Gluck’s Armide

In 1777, the French composer Christoph Willibald Gluck daringly decided to set Quinault’s libretto for Armide to music. It was daring, because the last composer who set this libretto was the immortal Lully, and with this choice Gluck was basically throwing down the gauntlet to claim mastery over French opera.

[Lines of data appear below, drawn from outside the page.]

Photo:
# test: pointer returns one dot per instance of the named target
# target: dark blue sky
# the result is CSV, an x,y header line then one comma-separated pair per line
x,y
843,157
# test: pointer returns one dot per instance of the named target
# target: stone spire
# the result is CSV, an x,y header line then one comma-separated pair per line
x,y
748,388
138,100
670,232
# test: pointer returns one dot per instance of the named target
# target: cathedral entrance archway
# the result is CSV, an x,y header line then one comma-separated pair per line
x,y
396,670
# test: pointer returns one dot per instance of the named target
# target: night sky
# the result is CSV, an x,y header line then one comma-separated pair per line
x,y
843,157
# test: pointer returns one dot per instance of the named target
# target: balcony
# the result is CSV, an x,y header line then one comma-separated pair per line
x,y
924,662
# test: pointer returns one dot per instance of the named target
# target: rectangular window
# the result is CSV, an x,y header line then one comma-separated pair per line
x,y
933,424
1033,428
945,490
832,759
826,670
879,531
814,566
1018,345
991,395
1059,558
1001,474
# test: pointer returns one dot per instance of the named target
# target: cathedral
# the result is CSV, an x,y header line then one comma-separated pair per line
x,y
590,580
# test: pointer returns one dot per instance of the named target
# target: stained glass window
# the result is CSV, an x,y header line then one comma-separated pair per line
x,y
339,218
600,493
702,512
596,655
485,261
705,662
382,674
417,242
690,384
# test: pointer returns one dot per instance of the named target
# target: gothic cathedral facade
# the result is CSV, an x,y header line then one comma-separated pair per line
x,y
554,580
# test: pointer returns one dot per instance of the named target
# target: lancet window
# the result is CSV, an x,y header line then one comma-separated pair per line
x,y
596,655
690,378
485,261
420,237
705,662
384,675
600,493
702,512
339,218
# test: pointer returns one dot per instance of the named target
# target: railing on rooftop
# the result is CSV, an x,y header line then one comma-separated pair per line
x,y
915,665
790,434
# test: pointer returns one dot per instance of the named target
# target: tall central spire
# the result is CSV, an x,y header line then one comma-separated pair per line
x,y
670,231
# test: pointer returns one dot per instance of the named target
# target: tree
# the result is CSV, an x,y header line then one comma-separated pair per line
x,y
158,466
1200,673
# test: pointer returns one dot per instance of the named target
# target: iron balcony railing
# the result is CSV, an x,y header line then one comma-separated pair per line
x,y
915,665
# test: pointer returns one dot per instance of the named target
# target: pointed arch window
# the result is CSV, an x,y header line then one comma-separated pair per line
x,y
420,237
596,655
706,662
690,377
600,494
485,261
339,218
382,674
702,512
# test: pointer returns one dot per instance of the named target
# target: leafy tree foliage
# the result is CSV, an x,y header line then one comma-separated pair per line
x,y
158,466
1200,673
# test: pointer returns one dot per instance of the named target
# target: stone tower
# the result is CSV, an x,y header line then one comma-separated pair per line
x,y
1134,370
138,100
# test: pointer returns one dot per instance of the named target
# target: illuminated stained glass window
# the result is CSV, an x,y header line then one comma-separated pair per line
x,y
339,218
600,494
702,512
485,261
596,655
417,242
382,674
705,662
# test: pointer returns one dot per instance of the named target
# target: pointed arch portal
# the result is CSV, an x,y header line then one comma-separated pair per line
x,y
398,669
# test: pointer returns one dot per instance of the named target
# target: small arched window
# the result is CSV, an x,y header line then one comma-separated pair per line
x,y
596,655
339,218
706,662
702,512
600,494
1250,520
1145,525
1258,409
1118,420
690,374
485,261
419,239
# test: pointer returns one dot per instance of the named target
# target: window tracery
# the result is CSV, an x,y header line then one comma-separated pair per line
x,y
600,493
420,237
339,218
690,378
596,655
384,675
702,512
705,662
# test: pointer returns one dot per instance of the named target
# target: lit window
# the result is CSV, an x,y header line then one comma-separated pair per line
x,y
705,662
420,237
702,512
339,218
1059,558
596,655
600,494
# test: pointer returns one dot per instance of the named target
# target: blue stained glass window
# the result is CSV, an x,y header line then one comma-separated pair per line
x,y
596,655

The story is set in the Holy Land during the Crusades. The sorceress Armide, along with the citizens of Damascus, hope to overcome the knight Renaud and his followers. She manages to ensnare her enemy with her magic spells, but, at the moment she raises her dagger to kill him, she finds herself falling in love with him. Armide casts a spell to Renaud him love her in return. Upon returning to her castle, she cannot bear that Renaud’s love is only the work of enchantment. She calls on the Goddess of Hate to restore her hatred for Renaud, but fails to escape from her feelings of love for him. The Goddess condemns Armide to eternal love. Before Armide can return to Renaud, two of his fellow soldiers overcome Armide’s enchantments, rescue Renaud and break Armide’s spell. Renaud manages to escape from Armide, who is left enraged, despairing, and hopeless.

There are many wonderful roles for all voice types, and every role has at least a very nice featured solo. The music is mid-Classical, with flavours of Haydn, early Mozart and solid French style. We’ll be performing it in French.